Dua Kelas Obat Tampak Efektif untuk Pengobatan Gastroparesis

Dua kelas obat mungkin lebih efektif daripada yang lain untuk pengobatan gastroparesis, meskipun kualitas bukti keseluruhan tetap rendah hingga sedang dan data tambahan diperlukan, menurut sebuah laporan baru.

Antagonis dopamin oral dan antagonis tachykinin-1 tampak lebih unggul daripada plasebo, demikian temuan studi tersebut. Selain itu, beberapa obat berperingkat lebih tinggi untuk mengatasi gejala individu.

Alexander Ford, MBChB, MD

“Gastroparesis berdampak besar pada kualitas hidup dan fungsi sosial pasien, dan biaya layanan kesehatan tinggi,” Alexander Ford, MBChB, MD, profesor gastroenterologi dan konsultan gastroenterologi kehormatan di Leeds Institute of Medical Research di St. James’s, University of Leeds, Inggris, kepada Medscape Medical News.
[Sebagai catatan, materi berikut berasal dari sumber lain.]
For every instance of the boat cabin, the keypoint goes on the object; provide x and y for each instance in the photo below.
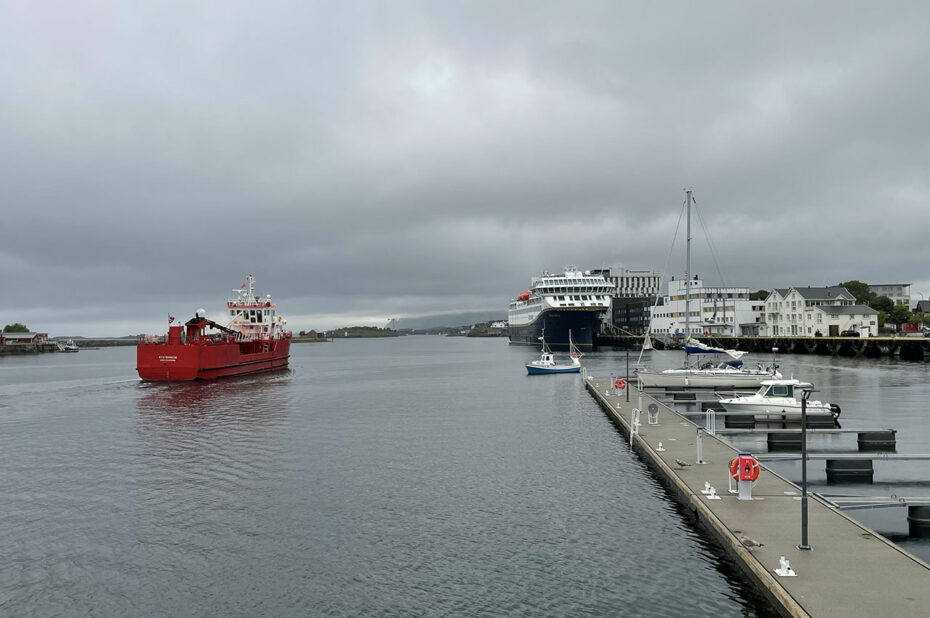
(783, 389)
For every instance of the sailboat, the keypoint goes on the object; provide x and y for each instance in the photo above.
(547, 364)
(699, 372)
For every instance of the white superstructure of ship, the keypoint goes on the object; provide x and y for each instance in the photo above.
(573, 301)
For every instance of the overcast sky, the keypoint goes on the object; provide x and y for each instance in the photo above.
(373, 160)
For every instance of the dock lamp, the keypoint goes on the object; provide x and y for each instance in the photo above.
(805, 395)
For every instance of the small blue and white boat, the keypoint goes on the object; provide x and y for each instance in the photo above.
(547, 364)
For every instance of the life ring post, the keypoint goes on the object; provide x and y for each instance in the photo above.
(745, 471)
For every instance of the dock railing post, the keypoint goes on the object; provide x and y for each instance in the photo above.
(805, 395)
(700, 446)
(627, 389)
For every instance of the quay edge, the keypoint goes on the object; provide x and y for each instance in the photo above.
(836, 579)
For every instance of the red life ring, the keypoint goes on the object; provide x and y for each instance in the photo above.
(752, 468)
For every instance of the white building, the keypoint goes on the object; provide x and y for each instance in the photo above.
(714, 310)
(899, 293)
(805, 312)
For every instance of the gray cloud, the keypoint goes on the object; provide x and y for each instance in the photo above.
(407, 158)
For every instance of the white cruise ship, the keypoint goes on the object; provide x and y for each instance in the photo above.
(571, 301)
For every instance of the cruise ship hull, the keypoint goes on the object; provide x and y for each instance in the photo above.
(582, 322)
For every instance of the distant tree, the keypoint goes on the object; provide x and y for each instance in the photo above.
(882, 303)
(864, 296)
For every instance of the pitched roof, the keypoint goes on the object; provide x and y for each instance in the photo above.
(847, 310)
(836, 291)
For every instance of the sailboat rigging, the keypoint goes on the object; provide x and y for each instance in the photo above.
(699, 373)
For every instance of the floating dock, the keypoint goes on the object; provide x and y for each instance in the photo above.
(850, 570)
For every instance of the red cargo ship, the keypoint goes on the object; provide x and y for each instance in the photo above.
(253, 341)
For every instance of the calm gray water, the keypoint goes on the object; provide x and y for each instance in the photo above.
(419, 476)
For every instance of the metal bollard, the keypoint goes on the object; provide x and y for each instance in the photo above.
(653, 413)
(634, 424)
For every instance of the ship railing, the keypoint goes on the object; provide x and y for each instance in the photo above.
(152, 339)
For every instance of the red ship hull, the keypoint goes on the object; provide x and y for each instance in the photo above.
(207, 360)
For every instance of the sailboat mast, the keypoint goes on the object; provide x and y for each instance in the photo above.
(688, 272)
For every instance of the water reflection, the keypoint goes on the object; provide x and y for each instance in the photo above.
(254, 400)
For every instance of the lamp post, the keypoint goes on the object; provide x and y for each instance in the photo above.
(805, 395)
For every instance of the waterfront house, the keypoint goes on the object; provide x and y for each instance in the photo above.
(713, 310)
(23, 338)
(805, 311)
(899, 293)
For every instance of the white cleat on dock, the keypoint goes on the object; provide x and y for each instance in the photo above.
(785, 569)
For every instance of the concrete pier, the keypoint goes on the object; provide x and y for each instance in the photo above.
(851, 570)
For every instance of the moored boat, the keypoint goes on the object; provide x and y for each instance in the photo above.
(547, 364)
(68, 346)
(254, 340)
(779, 400)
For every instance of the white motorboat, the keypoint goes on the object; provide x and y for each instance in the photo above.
(708, 374)
(779, 400)
(547, 364)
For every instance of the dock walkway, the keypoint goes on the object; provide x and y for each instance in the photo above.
(851, 571)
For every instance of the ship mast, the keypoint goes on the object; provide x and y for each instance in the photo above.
(688, 272)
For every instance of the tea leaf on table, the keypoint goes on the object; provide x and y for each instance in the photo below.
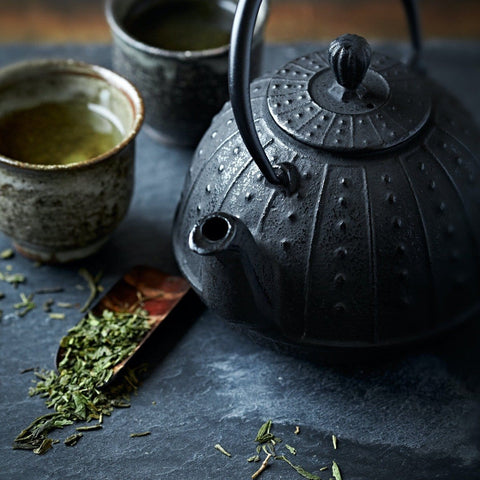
(222, 450)
(91, 349)
(72, 440)
(13, 278)
(291, 449)
(89, 428)
(25, 305)
(7, 253)
(336, 471)
(299, 469)
(42, 291)
(44, 446)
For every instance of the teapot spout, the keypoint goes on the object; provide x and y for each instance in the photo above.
(235, 270)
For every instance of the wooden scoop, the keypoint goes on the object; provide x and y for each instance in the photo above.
(142, 287)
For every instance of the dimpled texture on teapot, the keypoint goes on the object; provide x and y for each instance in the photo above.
(370, 251)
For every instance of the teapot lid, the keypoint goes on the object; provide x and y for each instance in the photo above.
(349, 100)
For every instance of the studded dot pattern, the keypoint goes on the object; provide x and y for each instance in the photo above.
(323, 122)
(369, 251)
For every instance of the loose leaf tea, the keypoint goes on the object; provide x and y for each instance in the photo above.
(222, 450)
(91, 349)
(336, 471)
(299, 469)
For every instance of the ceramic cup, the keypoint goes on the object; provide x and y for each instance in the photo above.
(59, 213)
(182, 90)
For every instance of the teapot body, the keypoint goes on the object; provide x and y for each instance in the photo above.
(373, 249)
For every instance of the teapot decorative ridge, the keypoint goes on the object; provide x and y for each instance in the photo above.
(334, 206)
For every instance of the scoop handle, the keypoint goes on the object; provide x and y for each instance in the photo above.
(239, 78)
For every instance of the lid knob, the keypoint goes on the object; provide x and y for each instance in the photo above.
(349, 57)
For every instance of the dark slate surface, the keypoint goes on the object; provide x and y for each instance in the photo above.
(416, 417)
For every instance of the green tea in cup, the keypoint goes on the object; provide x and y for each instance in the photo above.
(58, 133)
(182, 25)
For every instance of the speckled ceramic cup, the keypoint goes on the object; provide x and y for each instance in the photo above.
(59, 213)
(182, 90)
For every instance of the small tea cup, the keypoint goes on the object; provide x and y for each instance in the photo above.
(55, 212)
(183, 88)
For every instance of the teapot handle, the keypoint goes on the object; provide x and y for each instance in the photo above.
(239, 79)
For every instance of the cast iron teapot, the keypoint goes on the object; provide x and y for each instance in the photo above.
(336, 205)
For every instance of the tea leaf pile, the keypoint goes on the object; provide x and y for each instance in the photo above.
(91, 349)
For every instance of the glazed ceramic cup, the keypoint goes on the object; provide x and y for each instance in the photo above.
(182, 90)
(59, 213)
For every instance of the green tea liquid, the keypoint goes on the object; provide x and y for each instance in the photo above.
(181, 25)
(58, 133)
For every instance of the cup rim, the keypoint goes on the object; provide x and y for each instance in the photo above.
(184, 55)
(68, 66)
“Ada sangat sedikit terapi berlisensi, tetapi beberapa obat baru sedang dalam proses, beberapa obat yang ada yang dilisensikan untuk kondisi lain dapat digunakan kembali jika manjur, dan beberapa obat lama yang memiliki masalah keamanan mungkin bermanfaat,” katanya. “Mengingat dampak pada pasien dan gejalanya, mereka mungkin bersedia menerima risiko keamanan ini sebagai imbalan untuk perbaikan gejala.”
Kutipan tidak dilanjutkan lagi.